A group of Christians gathering at the Antioch church in the 1940s.

History of the Antioch Church of Christ
By Leroy Gaines
(1902 – 1966)
(edited by Alan Underwood)
In September 1868, the first allusion was made in an attempt to organize a congregation of the Church
of Christ in what is now Tate but was then Desoto
County. This congregation met from 1868 to 1870 in the Scotland Presbyterian building which was two miles north of the present Antioch building.
On November 24, 1868 this group received a small piece of property from one of the members for a meeting house. The land deed reads:
Know all men by these presents that a desire to promote the advancement of the cause of Christianity, I (Evan Perry) hereby grant and covenant to and with Wm. H. McCain and A.M. Burford in trusts for the community a certain piece or parcel of land for and in consideration of one dollar.
W.H. McCain, M.D., played an important part in the early years of the Antioch congregation. Some of the early preachers were B.T. Monire, J.T. Riley, B.W. Lauderdale. Some of the preachers who served later were: Lee Jackson, M.C. Cayce, J.P. Lowery, N.B. Hardeman, W.E. Morgan, D.H. Perkins, H.I. Copeland and A.H. Smith.
The first building was erected in 1868. It was a one room weather board building with green shutters, coal oil lamps and a wood stove. Among the families which met at Antioch in the early days were: Burfords, McCains, Crenshaws, Martins, Perrys, Moores, Allens, Hickmons, Ingrams, Wynnes, Blackburns, Stricklands, Parks, Thompsons, Prichards, and Wootens.

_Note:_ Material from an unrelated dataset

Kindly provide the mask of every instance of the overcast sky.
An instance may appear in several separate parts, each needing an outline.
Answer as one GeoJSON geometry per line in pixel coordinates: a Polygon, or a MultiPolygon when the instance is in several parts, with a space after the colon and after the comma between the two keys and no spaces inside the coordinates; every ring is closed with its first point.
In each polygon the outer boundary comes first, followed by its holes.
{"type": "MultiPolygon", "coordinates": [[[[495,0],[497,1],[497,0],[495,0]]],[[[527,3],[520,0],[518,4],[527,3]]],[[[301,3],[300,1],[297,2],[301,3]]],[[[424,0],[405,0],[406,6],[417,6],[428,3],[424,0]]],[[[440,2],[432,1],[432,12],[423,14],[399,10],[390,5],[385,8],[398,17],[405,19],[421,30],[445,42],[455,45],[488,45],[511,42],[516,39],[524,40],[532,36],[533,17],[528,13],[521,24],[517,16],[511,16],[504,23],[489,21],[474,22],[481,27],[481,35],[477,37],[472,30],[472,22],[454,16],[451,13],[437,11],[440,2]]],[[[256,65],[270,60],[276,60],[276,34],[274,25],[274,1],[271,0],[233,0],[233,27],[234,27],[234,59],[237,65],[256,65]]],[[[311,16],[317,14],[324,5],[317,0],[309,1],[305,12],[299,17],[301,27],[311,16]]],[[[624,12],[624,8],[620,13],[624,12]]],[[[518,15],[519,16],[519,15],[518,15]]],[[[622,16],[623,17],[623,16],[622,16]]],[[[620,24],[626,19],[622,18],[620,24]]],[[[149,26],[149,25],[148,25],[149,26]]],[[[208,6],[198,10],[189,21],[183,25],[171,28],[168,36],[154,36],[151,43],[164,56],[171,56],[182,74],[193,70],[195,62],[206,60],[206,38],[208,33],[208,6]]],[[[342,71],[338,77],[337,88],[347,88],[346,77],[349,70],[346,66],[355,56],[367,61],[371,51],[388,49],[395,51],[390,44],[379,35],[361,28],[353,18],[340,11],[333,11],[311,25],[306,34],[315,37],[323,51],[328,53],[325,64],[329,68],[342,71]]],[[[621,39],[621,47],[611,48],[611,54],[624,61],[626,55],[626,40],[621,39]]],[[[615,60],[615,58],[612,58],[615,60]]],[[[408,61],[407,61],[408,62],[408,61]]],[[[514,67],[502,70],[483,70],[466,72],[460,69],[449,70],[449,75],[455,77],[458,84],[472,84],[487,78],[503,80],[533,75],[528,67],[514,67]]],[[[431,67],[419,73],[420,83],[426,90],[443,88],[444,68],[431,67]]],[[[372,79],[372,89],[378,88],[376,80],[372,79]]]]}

In 1948 the church was remodeled under the direction of A.R. Ruby, J.D. Moore, Hillary Turner, W.E. Brown, and Enoch M. Parks, Sr. At that time additional property was purchased from Bob Perry. Four class rooms were added to the old building; butane heating and electricity were installed, and a baptistery and two rest rooms were built in the building.
My Memories of the Antioch Church of Christ
By Katheryn Parks Gaines
(1909 – 2005)
(edited by Alan Underwood)
My great grandparents were members of Antioch
in its beginning. The structure was one large frame room tall building with a big black belly stove for heating. There were three large ceiling hanging kerosene lamps down the center of the building and three reflector lamps on either side. The building faces the highway with high steps leading to the north entrance doors. Three tall unscreened windows that almost reached the floor gave light and air; also bugs and mosquitoes. The pews were made of cypress and mitered together. (Have one on my 124 year old front porch.) On the backs of some of the benches were carved names.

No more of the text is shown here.